To mitigate these challenges, Flink introduces the delta join operator. The key idea is to replace the large state maintained by regular joins with a bidirectional lookup-based join that directly reuses data from the source tables. Compared to traditional regular joins, delta joins substantially reduce state size, enhances job stability, and lowers overall resource consumption.

This feature is enabled by default. A regular join will be automatically optimized into a delta join when all the following conditions are met:

The sql pattern satisfies the optimization criteria. For details, please refer to Supported Features and Limitations
The external storage system of the source table provides index information for fast querying for delta joins. Currently, Apache Fluss(Incubating) has provided index information at the table level for Flink, allowing such tables to be used as source tables for delta joins. Please refer to the Fluss documentation for more details.

Working Principle #

In Flink, regular joins store all incoming records from both input sides in the state to ensure that corresponding records can be matched correctly when data arrives from the opposite side.

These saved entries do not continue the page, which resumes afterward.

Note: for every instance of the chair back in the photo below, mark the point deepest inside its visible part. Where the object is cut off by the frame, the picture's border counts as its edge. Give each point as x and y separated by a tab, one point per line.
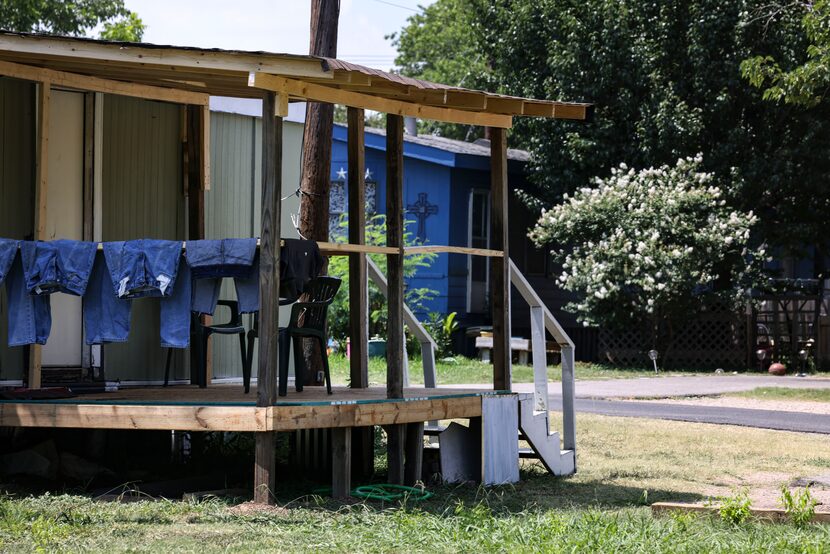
310	313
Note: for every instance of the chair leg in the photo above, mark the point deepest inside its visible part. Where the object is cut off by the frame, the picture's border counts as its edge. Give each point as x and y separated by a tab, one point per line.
203	360
325	355
167	366
249	361
299	364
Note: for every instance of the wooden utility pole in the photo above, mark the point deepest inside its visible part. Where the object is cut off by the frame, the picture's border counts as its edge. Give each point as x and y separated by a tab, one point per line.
317	136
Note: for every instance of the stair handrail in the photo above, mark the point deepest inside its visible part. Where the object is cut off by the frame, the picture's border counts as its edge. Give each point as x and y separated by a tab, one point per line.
542	319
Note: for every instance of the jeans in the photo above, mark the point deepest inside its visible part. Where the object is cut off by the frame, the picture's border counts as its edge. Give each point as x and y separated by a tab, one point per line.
138	269
29	316
212	260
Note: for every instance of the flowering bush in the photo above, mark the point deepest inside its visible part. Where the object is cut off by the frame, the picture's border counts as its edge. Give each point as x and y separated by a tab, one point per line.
649	247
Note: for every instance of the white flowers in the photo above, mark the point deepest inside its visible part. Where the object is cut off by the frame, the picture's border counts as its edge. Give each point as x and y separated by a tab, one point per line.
646	240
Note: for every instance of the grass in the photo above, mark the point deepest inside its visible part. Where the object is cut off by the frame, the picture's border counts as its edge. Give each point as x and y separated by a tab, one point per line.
782	393
470	371
602	508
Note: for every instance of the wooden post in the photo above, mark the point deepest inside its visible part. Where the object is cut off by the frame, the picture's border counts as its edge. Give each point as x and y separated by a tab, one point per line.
358	280
41	190
395	300
363	437
269	285
341	462
194	175
500	272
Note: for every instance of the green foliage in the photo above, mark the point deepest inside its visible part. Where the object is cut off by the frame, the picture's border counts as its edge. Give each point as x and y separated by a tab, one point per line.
129	28
650	247
339	267
442	328
735	509
804	84
71	17
800	507
666	82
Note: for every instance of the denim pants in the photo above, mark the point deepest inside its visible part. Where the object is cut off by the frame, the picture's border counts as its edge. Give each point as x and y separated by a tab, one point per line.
29	316
138	269
212	260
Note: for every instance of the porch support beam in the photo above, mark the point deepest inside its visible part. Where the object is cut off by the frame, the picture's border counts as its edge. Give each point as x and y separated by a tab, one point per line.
500	266
269	285
394	263
97	84
44	96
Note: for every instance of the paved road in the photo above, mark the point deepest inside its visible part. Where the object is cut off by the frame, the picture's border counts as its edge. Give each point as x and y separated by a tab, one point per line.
765	419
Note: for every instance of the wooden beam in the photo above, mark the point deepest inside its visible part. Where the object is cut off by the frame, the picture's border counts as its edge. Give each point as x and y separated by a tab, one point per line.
97	84
269	285
44	98
206	60
341	462
438	249
322	93
358	279
500	267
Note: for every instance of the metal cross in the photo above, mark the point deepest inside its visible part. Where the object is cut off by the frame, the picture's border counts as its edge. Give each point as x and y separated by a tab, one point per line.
422	210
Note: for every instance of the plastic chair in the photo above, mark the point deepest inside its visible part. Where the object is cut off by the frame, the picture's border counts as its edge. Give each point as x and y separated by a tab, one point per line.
308	320
233	326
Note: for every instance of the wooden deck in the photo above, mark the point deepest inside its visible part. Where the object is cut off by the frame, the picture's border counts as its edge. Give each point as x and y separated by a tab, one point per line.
227	408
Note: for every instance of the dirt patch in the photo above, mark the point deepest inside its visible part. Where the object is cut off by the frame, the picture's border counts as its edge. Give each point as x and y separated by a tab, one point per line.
822	408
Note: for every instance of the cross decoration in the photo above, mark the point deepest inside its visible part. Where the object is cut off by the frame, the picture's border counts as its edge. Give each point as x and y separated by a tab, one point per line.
422	210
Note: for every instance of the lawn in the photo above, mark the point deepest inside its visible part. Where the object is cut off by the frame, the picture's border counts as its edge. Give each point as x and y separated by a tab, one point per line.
781	393
465	370
624	464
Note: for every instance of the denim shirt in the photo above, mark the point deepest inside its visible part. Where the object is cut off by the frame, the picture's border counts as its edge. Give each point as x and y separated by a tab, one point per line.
137	269
30	319
212	260
57	266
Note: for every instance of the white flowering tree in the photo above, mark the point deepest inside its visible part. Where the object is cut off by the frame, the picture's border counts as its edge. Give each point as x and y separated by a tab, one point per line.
650	248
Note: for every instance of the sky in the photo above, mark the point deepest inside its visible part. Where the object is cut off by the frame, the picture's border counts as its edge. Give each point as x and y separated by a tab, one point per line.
276	25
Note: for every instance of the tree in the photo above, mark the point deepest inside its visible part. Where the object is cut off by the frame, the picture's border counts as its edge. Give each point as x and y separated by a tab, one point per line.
71	17
645	249
805	84
666	82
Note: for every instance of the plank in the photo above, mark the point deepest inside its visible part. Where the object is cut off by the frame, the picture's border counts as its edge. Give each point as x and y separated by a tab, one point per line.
435	248
394	262
97	84
500	268
44	98
499	447
150	57
269	252
341	462
321	93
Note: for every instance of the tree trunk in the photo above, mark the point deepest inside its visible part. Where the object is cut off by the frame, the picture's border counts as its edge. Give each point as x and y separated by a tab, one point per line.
316	167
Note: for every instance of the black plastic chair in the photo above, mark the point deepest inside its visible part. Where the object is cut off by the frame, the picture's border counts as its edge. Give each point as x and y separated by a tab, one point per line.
233	326
308	320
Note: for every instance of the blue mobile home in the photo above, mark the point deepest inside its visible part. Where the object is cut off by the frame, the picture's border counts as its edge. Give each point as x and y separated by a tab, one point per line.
447	197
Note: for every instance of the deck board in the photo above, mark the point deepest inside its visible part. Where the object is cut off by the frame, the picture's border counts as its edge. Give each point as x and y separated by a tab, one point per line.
227	408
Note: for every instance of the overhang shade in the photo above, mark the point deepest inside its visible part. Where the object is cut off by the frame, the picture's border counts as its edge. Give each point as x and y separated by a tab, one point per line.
190	75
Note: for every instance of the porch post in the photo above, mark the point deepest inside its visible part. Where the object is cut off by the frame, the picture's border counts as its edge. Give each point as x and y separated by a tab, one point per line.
394	267
500	268
269	285
41	190
362	437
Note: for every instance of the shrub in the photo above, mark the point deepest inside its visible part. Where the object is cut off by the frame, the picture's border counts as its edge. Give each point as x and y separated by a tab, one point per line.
647	248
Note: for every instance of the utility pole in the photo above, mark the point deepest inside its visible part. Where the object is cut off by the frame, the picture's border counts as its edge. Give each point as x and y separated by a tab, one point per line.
317	136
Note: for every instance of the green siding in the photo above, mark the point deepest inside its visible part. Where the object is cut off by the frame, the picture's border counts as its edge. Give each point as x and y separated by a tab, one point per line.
232	206
17	192
142	198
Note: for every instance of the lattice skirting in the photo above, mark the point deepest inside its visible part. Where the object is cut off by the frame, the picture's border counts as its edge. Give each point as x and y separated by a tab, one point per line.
711	340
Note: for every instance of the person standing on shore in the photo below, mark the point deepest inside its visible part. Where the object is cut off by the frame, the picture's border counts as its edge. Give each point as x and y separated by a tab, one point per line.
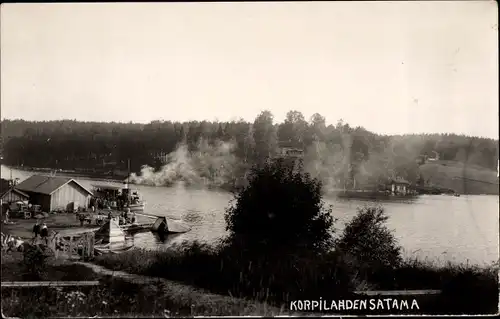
36	230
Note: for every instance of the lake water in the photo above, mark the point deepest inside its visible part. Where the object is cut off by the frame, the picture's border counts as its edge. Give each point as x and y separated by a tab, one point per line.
438	228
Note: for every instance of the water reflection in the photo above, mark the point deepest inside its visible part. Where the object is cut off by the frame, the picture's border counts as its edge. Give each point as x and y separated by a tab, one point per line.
435	227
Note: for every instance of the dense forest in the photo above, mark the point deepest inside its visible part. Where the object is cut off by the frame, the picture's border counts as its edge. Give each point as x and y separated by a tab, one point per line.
220	153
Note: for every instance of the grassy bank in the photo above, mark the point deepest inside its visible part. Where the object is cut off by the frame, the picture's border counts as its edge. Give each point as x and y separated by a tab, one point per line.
462	178
465	289
114	297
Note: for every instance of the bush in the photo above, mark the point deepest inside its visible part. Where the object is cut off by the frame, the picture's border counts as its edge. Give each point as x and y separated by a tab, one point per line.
280	210
35	261
367	243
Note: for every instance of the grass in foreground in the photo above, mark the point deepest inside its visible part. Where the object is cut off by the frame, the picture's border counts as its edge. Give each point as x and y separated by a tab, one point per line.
465	289
114	297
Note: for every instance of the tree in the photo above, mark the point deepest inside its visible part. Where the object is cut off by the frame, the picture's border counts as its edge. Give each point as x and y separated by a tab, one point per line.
293	130
281	208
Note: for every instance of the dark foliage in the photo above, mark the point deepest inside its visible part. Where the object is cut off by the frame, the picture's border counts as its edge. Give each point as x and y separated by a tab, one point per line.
368	242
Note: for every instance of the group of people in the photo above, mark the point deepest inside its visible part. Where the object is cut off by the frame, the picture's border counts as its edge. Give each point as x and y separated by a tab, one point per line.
124	218
42	230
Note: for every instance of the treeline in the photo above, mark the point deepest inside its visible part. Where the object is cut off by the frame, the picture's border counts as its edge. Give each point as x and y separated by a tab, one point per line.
343	156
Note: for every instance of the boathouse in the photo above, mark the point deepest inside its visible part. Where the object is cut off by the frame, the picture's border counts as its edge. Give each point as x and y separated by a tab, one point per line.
13	195
55	193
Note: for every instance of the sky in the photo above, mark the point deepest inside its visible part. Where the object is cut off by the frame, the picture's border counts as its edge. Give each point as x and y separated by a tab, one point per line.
391	67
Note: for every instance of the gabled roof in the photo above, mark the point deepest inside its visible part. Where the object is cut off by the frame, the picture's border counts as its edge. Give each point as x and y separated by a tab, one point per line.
400	181
46	184
15	191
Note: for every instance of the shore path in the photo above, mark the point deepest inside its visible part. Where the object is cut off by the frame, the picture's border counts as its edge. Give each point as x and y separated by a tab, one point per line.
189	295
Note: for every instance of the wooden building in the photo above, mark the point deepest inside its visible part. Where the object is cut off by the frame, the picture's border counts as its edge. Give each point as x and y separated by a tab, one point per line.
55	193
13	195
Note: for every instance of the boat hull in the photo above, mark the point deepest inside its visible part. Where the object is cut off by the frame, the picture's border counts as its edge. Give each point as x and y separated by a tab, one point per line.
137	207
112	249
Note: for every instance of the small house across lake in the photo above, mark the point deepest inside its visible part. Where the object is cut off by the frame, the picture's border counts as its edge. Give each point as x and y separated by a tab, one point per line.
55	193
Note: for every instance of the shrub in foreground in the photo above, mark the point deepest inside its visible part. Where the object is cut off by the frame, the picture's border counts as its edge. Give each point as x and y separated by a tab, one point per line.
280	208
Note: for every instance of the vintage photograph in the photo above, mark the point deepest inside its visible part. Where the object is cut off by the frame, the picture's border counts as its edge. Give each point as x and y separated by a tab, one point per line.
186	159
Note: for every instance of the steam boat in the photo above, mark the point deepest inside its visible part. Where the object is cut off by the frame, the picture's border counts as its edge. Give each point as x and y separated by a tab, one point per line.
117	198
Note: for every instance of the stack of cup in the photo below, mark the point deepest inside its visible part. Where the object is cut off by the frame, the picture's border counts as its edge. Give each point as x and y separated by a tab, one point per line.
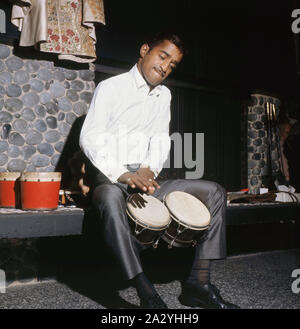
30	190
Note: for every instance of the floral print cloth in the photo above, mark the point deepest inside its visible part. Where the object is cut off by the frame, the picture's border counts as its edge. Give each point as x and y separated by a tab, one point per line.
70	28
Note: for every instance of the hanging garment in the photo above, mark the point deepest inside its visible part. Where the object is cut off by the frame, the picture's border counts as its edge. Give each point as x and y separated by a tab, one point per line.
65	27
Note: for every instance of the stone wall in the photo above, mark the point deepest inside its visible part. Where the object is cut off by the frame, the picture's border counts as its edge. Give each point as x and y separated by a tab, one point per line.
39	102
257	141
38	105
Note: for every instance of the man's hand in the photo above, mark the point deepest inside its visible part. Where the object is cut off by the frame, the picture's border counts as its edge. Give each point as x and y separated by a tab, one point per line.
142	179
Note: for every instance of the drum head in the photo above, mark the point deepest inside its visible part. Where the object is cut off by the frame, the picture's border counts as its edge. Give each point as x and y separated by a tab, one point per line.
189	210
153	214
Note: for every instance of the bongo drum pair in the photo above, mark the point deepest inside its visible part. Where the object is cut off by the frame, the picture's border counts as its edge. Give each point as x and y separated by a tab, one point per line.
178	220
30	190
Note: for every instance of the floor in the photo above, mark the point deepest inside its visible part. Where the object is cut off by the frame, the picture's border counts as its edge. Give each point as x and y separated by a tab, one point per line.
253	281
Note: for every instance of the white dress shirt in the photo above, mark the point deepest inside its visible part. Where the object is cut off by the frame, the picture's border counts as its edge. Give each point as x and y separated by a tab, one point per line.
127	124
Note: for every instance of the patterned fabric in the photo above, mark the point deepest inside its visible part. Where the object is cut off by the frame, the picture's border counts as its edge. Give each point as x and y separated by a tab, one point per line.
70	26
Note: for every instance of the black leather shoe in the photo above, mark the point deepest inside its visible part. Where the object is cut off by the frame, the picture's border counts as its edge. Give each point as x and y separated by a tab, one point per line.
203	295
153	302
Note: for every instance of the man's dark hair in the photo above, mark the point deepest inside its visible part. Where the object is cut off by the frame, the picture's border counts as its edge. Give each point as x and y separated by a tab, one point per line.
158	38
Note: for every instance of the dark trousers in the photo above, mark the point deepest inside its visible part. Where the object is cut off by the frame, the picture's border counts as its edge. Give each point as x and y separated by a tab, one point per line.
110	202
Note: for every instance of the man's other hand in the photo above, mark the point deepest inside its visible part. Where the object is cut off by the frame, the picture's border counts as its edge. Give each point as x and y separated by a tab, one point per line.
142	179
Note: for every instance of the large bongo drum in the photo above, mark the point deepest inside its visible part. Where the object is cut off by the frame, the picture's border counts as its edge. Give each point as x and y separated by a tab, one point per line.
9	191
148	218
40	190
189	218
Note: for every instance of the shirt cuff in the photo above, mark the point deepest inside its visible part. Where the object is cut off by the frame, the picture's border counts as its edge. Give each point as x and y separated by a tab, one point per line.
155	171
114	174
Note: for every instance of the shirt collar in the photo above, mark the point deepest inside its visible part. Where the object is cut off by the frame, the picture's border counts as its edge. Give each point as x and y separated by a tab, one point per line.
141	83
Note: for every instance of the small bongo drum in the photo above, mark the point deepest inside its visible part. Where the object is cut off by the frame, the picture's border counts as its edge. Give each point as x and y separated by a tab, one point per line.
9	191
148	217
189	217
40	190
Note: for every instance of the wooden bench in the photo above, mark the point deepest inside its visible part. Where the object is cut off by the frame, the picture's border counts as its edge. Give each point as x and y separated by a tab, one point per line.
63	221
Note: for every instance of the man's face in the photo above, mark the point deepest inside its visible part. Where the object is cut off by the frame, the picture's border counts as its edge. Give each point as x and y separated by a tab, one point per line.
156	64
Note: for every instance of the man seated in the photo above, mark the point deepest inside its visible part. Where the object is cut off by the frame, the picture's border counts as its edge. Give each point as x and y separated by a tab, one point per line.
126	137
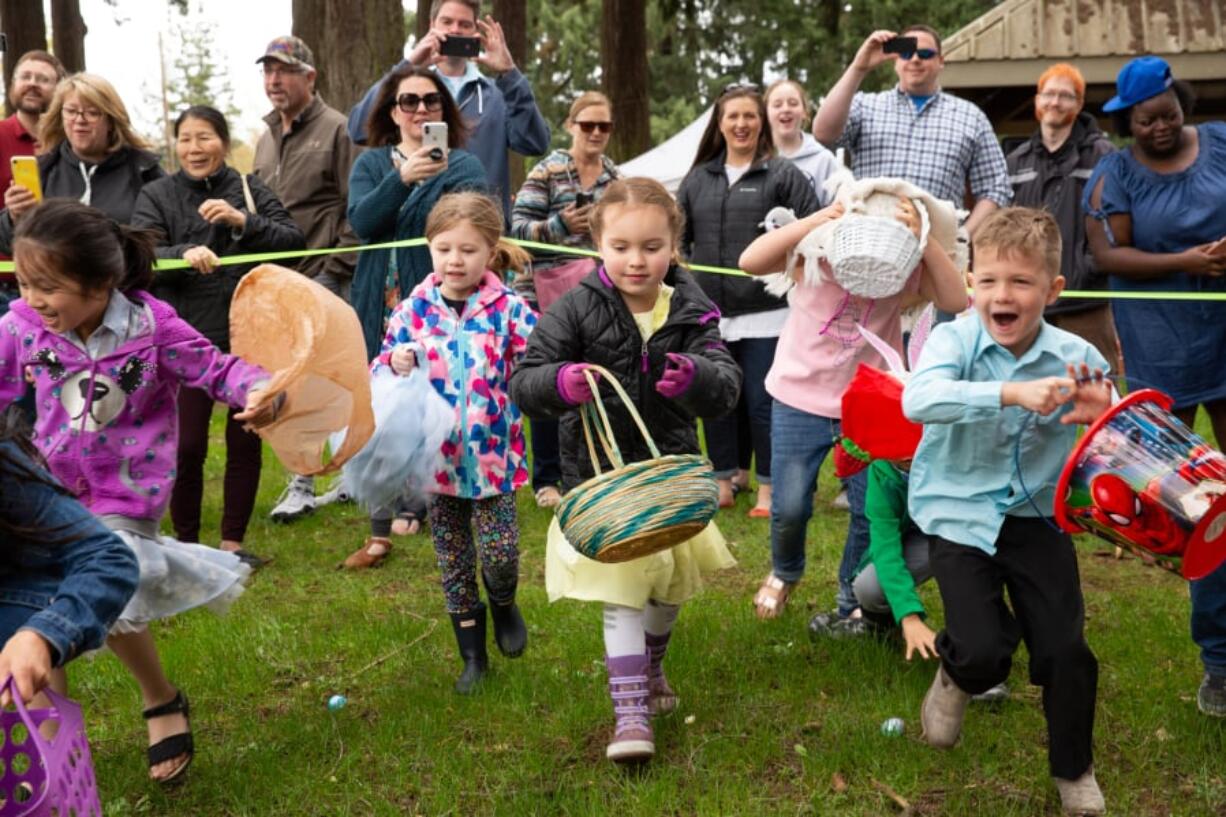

In contrast, delta joins leverage the indexing capabilities of external storage systems. Instead of performing state lookups, delta joins issue efficient index-based queries directly against the external storage to retrieve matching records. This approach eliminates redundant data storage between the Flink state and the external system.

Important Configurations #

Delta join optimization is enabled by default. You can disable this feature manually by setting the following configuration:

SET 'table.optimizer.delta-join.strategy' = 'NONE';

Please see Configuration page for more details.

To fine-tune the performance of delta joins, you can also configure the following parameters:

table.exec.delta-join.cache-enabled
table.exec.delta-join.left.cache-size
table.exec.delta-join.right.cache-size

Please see Configuration page for more details.

Supported Features and Limitations #

Delta joins are continuously evolving, and supports the following features currently.

Support for INSERT-only tables as source tables.
Support for CDC tables without DELETE operations as source tables.
Support for projection and filter operations between the source and the delta join.
Support for caching within the delta join operator.

However, Delta Joins also have several limitations. Jobs containing any of the following conditions cannot be optimized into a delta join:

The index key of the table must be included in the join’s equivalence conditions.
Only INNER JOIN is currently supported.
The downstream operator must be able to handle duplicate changes, such as a sink operating in UPSERT mode without upsertMaterialize.
When consuming a CDC stream, the join key must be part of the primary key.
When consuming a CDC stream, all filters must be applied on the upsert key.
Non-deterministic functions are not allowed in filters or projections.